James R. Rodrigue, PhD
BA from University of Maine at Farmington – 1982, MS from Fort Hays State University (Kansas) – 1984, PhD from University of Memphis – 1989
Vice Chair for Clinical Research, Department of Surgery, Beth Israel Deaconess Medical Center (Boston), Psychologist, Transplant Institute, Beth Israel Deaconess Medical Center, Professor of Surgery and Psychiatry, Harvard Medical School
I have an NIH- and HRSA-funded research program that centers around one core question: How can we reduce the expanding gap between the number of patients in need of transplantation and the availability of transplantable organs? Specific studies focus on reducing economic and racial barriers in access to live donor kidney transplantation, understanding the full range of outcomes following living donation, reducing barriers to participation in kidney exchange among transplant candidates and potential living donors, and increasing the willingness of adults to join a deceased donor registry. Also, I am actively involved in several transplant societies and policy organizations, including membership on the OPTN/UNOS Living Donor and VCA Committees.

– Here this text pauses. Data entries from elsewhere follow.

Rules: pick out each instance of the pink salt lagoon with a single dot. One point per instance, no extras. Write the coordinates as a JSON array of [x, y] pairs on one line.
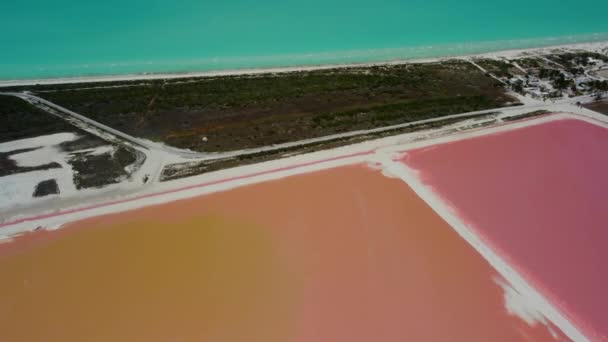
[[537, 196]]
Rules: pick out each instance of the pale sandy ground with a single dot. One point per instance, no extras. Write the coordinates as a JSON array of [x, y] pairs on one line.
[[595, 46], [380, 152]]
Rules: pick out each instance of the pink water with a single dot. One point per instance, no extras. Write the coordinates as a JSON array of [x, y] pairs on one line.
[[538, 196]]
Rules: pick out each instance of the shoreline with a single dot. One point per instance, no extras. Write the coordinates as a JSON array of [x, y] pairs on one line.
[[509, 53]]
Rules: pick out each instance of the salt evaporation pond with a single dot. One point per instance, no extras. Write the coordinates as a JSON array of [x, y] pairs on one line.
[[345, 254], [537, 196]]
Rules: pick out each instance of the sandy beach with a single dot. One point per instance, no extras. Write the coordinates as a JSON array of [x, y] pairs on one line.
[[514, 53]]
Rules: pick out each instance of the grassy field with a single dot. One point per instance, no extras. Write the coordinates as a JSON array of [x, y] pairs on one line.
[[236, 112]]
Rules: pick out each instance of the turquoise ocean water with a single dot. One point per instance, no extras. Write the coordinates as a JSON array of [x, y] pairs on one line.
[[61, 38]]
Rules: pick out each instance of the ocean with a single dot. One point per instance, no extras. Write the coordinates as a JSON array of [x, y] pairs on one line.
[[65, 38]]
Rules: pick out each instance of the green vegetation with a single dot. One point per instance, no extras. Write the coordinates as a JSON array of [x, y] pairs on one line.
[[236, 112], [180, 170], [93, 171]]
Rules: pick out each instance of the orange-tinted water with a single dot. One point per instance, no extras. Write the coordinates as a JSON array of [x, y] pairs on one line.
[[339, 255]]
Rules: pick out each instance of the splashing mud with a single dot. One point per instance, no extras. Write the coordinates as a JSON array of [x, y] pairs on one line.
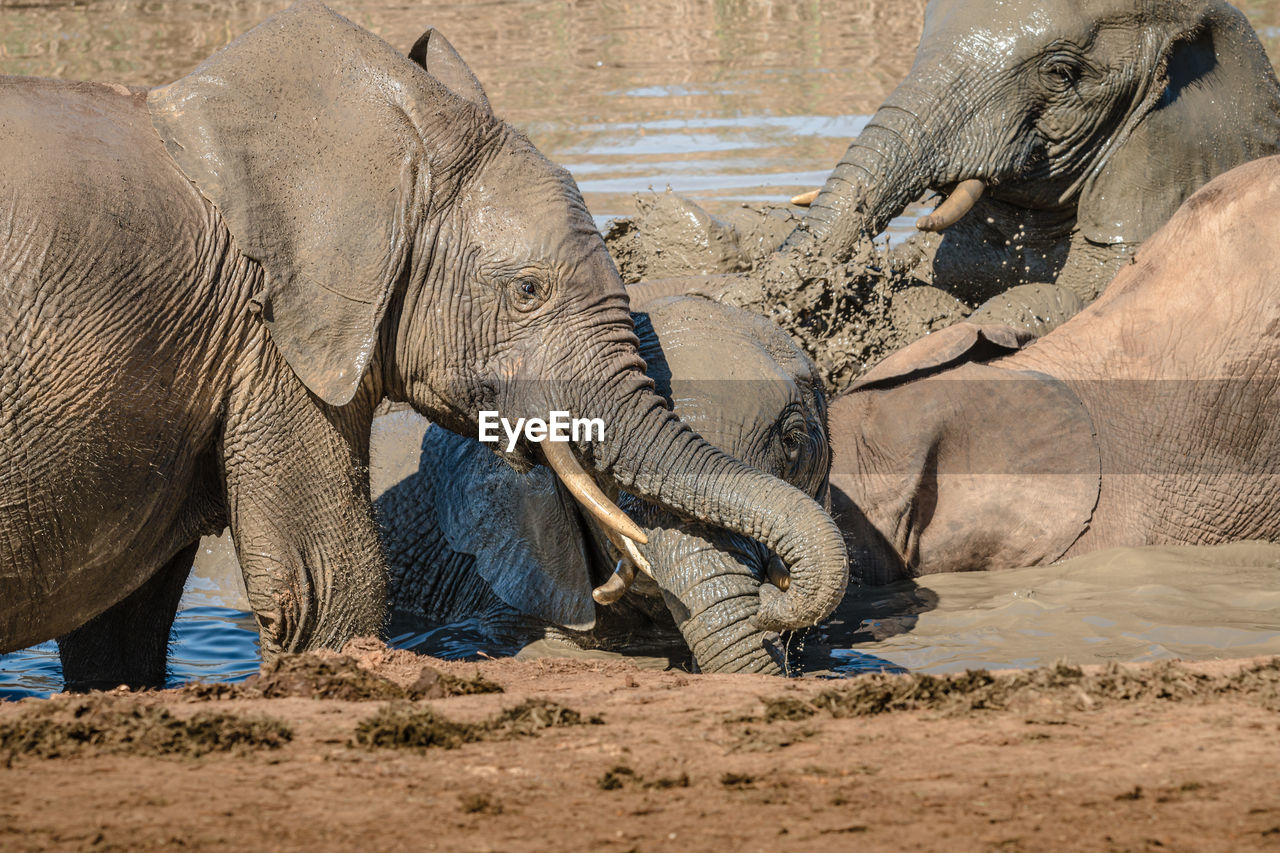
[[848, 315]]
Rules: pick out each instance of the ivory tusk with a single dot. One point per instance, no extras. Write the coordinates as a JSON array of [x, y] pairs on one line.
[[805, 199], [956, 205], [588, 493], [616, 585], [778, 574]]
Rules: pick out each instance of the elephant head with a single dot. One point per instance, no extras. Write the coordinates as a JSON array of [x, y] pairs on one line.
[[944, 463], [1100, 113], [415, 246], [741, 383]]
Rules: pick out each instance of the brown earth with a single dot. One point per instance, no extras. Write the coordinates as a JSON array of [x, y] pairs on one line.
[[589, 755]]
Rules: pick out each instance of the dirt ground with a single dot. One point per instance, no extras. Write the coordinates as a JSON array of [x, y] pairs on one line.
[[589, 755]]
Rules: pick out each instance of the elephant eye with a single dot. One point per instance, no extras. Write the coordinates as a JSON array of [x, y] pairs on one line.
[[528, 292], [1060, 73], [795, 434]]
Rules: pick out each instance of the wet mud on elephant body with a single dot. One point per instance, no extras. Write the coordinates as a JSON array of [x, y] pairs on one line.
[[1078, 128], [513, 551], [1146, 419], [218, 281]]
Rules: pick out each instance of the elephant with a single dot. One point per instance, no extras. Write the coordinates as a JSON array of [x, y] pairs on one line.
[[1072, 129], [1148, 419], [467, 537], [208, 287]]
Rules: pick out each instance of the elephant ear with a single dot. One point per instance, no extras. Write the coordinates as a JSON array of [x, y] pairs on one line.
[[293, 133], [949, 347], [522, 529], [438, 58], [1212, 104]]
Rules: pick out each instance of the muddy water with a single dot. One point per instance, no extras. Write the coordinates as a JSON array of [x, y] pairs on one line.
[[726, 101]]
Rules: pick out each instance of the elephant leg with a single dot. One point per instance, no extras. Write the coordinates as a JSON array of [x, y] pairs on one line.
[[297, 498], [128, 643]]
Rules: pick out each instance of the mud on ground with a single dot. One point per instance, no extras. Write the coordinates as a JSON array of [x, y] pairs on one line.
[[592, 755]]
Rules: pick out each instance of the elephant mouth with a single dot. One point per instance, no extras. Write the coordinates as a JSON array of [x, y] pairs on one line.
[[959, 201]]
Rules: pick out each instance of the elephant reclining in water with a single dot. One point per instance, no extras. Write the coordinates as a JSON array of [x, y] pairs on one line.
[[1151, 418], [469, 537], [206, 288], [1087, 123], [1074, 128]]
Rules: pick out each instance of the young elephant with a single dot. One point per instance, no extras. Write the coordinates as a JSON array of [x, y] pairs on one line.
[[1078, 126], [1147, 419], [206, 288], [469, 537]]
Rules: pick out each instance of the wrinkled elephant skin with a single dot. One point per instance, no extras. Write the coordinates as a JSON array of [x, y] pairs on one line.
[[210, 287], [1088, 124], [510, 548], [1146, 419]]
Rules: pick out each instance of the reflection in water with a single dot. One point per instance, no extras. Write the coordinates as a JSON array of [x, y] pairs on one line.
[[208, 644], [735, 100]]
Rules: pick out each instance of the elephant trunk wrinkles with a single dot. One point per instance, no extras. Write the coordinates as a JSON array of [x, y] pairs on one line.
[[656, 456], [891, 164], [713, 593]]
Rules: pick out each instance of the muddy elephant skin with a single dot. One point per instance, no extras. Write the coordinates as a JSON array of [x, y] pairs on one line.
[[1147, 419], [467, 537], [1089, 123], [206, 288]]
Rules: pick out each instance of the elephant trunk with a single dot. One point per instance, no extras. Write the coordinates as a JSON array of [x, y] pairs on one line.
[[894, 162], [650, 454], [712, 592]]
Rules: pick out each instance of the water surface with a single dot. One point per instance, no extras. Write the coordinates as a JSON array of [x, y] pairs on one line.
[[725, 100]]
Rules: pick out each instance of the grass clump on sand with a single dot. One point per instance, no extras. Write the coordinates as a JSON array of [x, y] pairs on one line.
[[1070, 685], [104, 724], [406, 726], [324, 675]]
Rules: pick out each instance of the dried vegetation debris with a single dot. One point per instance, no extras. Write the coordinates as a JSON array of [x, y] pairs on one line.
[[402, 725], [104, 723], [1069, 687], [324, 675]]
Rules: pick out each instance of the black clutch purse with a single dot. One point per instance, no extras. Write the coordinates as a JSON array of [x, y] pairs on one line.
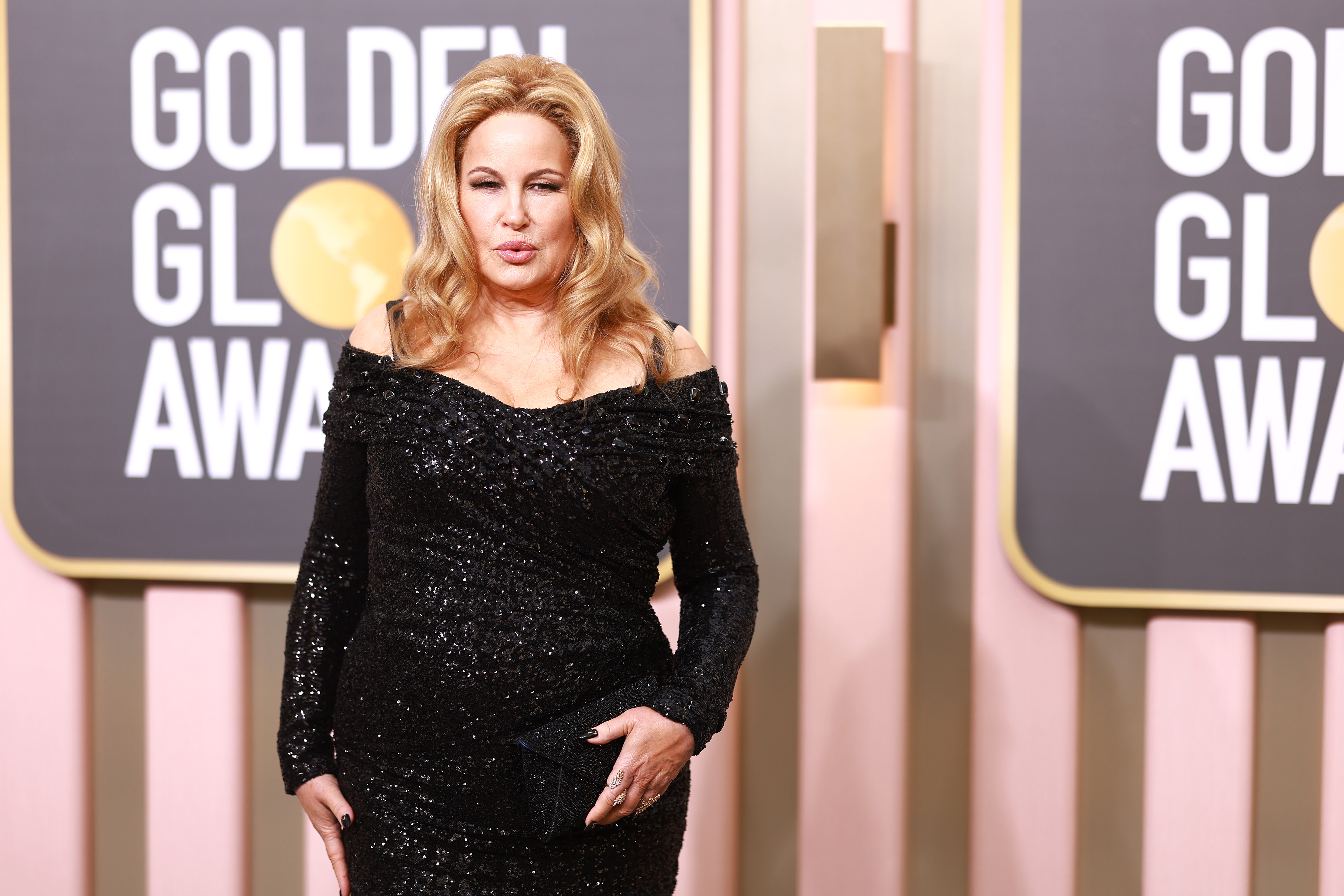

What made you decide to work in transplantation?:
I stumbled into the field of transplantation nearly 30 years ago. The transplant psychologist at the University of Florida left the program and I was asked to step in for him on a “temporary” basis, knowing absolutely nothing about the field. A few exceptionally wonderful colleagues (Drs. William Pfaff, Richard Howard, Alan Reed, Bruce Kaplan, and Gary Davis) taught me so much about transplantation and convinced me that I could make a decent academic career in the field. Nearly 30 years later, I am forever grateful to these giants in the field for the mentorship, guidance, and opportunities they provided to me during the early phases of my journey in transplantation.
What do you find to be the most valuable aspect of your work?:
I am very fortunate to have found a career path that I love and from which I derive so much personal and professional fulfillment. There are so many experiences that I cherish about the time I have spent in this field. Of course, there are many fascinating clinical, scientific, and ethical issues that provide intellectual nourishment. However, I most value the relationships I have in the field. Transplantation is the most transdisciplinary field in medicine and, consequently, I have benefited greatly from my relationships with people from varied professions and the perspectives they bring to the many clinical, scientific, education, and policy discussions. Transplantation provides me with the opportunity to travel the world and to learn from experts in other countries and cultures – these experiences are priceless. The thousands of transplant patients, living donors, and deceased donor families who I have met in my clinical practice and who have participated in my research program over the last three decades have taught me so much about the meaning of life, resiliency, the power of optimism, the importance of a fighting spirit, dignity in dying, the essence of generosity, and gratitude. They are our guiding light in transplantation.
Despite the statements above, if the Boston Red Sox called and asked me to be their team psychologist next spring, I would drop everything and call Fenway Park my home!